Protect all instrumentation and wiring from UV light, animals, human disturbance, etc. such as with flex conduit or enclosures.
Implement an automated alert system to warn about potential sensor network issues or certain events, e.g., extreme storms. For example, automated alerts might signal low battery power, indicate sensor calibration is needed, or indicate high winds or precipitation.
Add on-site cameras or webcams. Webcams can be used to record weather or site conditions, animal disturbance or human access.

Maintenance

Schedule routine sensor maintenance. Routine site visits following standard protocols can assure proper maintenance activities.
Standardize field notebooks, check sheets or field computer applications to lead field technicians through a standard set of procedures and assure that all necessary tasks are conducted. These notebooks or applications can serve as an entry point for technical observations regarding potential problems or sensor failures.
Schedule routine calibration of instruments and sensors based on manufacturer specifications. Maintaining additional calibrated sensors of the same make/model can allow immediate replacement of sensors removed for calibration to avoid data loss. Otherwise, sensor calibrations can be scheduled at non-critical times or staggered such that a nearby sensor can be used as a proxy to fill gaps.
Anticipate common repairs and maintain inventory replacement parts. Sensors can be replaced before failure where sensor lifetimes are known or can be estimated.
Assure proper installation of sensors (correct orientation, clean wiring, solid connections and mounting, etc.). Protocols for installing new sensors will also assure that key information is logged regarding a sensor’s establishment (See Management section).

Practices

Maintain an appropriate level of human inspection. Develop the capability to easily view real-time data and examine regularly (daily/weekly). Regular inspection can help identify sensor problems quickly and might allow for fewer site visitations. Certain problems such as visible extreme spikes, intermittent values, or repetitive values can be easily viewed in raw data plots.
Spot check measurements with a reference sensor can be routinely used for some measurements, i.e. temperature, snow depth, etc. to verify the performance of in situ sensors.
A portable instrument package that can be rotated among sensor sites can be useful in identifying problems.
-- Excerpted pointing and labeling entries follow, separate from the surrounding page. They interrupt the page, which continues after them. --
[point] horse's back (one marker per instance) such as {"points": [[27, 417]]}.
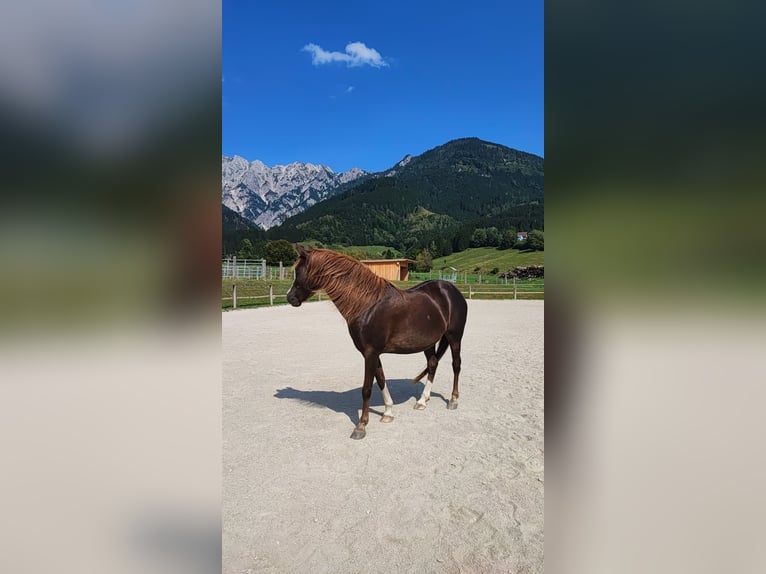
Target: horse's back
{"points": [[451, 299]]}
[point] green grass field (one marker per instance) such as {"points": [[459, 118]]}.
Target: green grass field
{"points": [[486, 258], [255, 293]]}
The portable package might run alongside installed sensors over a fixed period (daily or longer cycle) to inspect for drifting or failing sensors. This type of co-location might be done to audit sensor performance on an annual or periodic basis.
Record the date and time of known events that may impact measurements (see Management section). Ideally, these notes can be entered or captured for automated access. For example, sensors are known to demonstrate alternative behavior during site visits or maintenance activities, and light or trip sensors might be used in recording sensor access.
Routinely synchronize the time clock on dataloggers with the public Network Time Protocol (NTP) server (http://www.ntp.org/).
Provide a reference time zone and avoid changing data logger timestamps for daylight savings time. Many would argue the best practice is to output data in Coordinated Universal Time (UTC), which is particularly useful when data spans multiple time zones. However, most local users of the data prefer seeing output in local standard time because it corresponds to local ecological conditions, i.e., ocean tides or solar noon, and may ease troubleshooting or field-based checking. Another strategy is to provide the local offset from UTC within the data stream to allow simple conversion to UTC, or allow users to query the data and choose whatever time zone they would like to receive the data in. ISO 8601 (http://www.iso.org/iso/home/standards/iso8601.htm) is an international standard covering the exchange of date and time-related data and provides timezone support. For example, 2013-09-17T07:56:32-0500 provides the offset from an EST timezone, however, lack of support in many instruments and software packages is a drawback to its use. Recently, REST services are constructed to allow the return of datetime values with an implicit timezone offset enabling convenient sharing of data with timestamp flexibility.
Ensure that files stored on the logger are transmitted error-free to the data center for import (use error-corrected protocols like FTP, Ymodem and HTTP). Schedule manual file download and post-import checks if non-error-corrected protocols are used as an interim measure.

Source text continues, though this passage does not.